Volume 3, 1892/93, pgs. 50-58


Translated from the German by K. W. Bent. (With permission.)

BOOK I.--BOYHOOD.

Chapter I. His Father.

In the "Dictionary of Artists" the name of Heinerle, or, to give it in full, Johann Heinrich Tobias Huber, is not to be found, any more than Lindelbronn of a map of the world. But for all that, did he not live, and become one of the famous men of his time? Just as surely as Lindelbronn is in the world, and boasts as pointed a church spire as any other in the German Dominion.

If all renown has its limits, why not his? Besides, every one is not famous who finds a place in the Encyclopaedia.

Should the courteous reader happen to travel up the Albthal, and in doing so, keep the spur of the Black Forest ridge always on his right from Herrenalb to the edge of the mountain, following his nose, he cannot fail to come to a pair of lonely farmhouses, where any child can say in which direction the church-spire of Lindelbronn lies. And where the spire is, there will the church be, together with the little village round it. It is an old place where the people have gathered round the church and built their houses, as to this day chickens gather under the wings of the hen. For it has only recently been discovered that the church should stand outside the town, and the churchyard half a mile further, because of the sanitary commissioner, and the horrible danger caused by the blessed dead. Once upon a time, Lindelbronn must have been a very defiant little place, for ever since the Swedish war it has an old town wall intersected with embrasures, in which at the present time a colony of sparrows has made a lodgment, rent free, which nowadays is a consideration; and, more than that, they are secure from the village boys of Lindelbronn, who are as bad as those of Langenschwan, which is saying a great deal, as is well known. But near the sparrows, old Florian Huber had also built upon the town wall, and from the outside his house looked little better than a sparrow's nest. But it exactly suited the man, and so it should always be that the man and the house should suit each other, as was the case with our ancestors, who built their houses around themselves from within, as the swallows of to-day know how to do, and they never change lodgings. So it came to pass that because old Huber was so closely associated with them, the gospel about the sparrows under heaven, which was preached every year on the fifteenth Sunday after Trinity, interested him more than any other. For that our Lord cares for such a pitiful little creature as a sparrow, which can neither do nor understand anything, feeds it, and provides it with winter and summer clothing without measuring it, appeared to him to be one wonder upon another, and he thought it extremely ungrateful of mankind to care for and grieve themselves for a mere nothing, whilst a sparrow does not make one of his grey feathers to grow against the morrow.

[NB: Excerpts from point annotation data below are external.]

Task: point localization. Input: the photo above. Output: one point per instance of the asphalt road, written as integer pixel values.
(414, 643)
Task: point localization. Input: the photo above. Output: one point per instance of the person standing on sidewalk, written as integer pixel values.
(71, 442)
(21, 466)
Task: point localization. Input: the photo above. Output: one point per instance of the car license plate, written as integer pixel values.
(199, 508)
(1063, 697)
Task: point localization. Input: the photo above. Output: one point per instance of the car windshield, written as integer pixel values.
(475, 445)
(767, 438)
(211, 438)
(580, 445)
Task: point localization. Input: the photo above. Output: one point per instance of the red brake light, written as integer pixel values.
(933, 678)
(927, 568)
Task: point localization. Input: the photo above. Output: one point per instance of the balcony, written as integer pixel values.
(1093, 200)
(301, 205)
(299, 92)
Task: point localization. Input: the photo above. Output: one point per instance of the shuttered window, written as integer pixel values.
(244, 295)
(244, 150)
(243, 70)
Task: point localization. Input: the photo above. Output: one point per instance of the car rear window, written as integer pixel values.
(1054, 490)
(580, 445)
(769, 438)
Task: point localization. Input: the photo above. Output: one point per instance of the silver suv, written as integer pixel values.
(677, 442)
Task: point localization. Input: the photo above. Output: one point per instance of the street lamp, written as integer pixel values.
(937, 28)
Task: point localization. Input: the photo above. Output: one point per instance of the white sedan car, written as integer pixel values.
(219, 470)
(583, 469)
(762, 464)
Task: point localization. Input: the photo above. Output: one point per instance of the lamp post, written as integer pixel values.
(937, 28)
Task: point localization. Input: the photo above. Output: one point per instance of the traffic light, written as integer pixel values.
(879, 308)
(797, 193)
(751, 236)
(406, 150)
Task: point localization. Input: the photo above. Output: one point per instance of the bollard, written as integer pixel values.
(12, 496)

Old Florian Huber was, like most of the people in the place, a woodcutter by trade, who fetched the wood from the recesses of the forest and prepared it, when the landed proprietors put it up for auction in the public room of the inn. You would not have found him very highly cultivated; his only book besides the Bible was the broad, deep forest, that noble primer out of God's library in its green binding, with its many leaves and branches, on which sat its doctors and private instructors, the birds. He knew all the trees in the wood; some were his school comrades, just as old as he was, others again were the young generation, and between them stood the old oak and beeches, like venerable ancestors. They furnished him with all sorts of thoughts, and gave rise in him to "occasional prayers," although he knew nothing of the worthy Gotthold Scriverus. So when a tree must be cut down, because the head forester had pronounced sentence of death upon it, it always made him miserable, especially if is was one of his school comrades. Yes, so had they also disappeared one after another, who had studied under the old wachtmeister, who was also the schoolmaster, and kept hardly any school in the winter, because it was too cold, and very little in the summer, because it was so warm. And how soon also might not death come to him, that great woodcutter who thins the human forest, and does not ask how old the tree is, nor whether the head forester has given his consent. That always suggested an "occasional prayer"; and when a tree had been dug round and the roots loosened, before the last tug with the rope was given, when the tree would give a great sigh and shiver once more through all its branches ere the crown lay on the ground, it always came into his mind that so men through many a trial have the roots of their life loosened and dug round before the last wrench comes, and they, too, do not take their departure without shuddering and giving a long sigh before their head lies still in the coffin.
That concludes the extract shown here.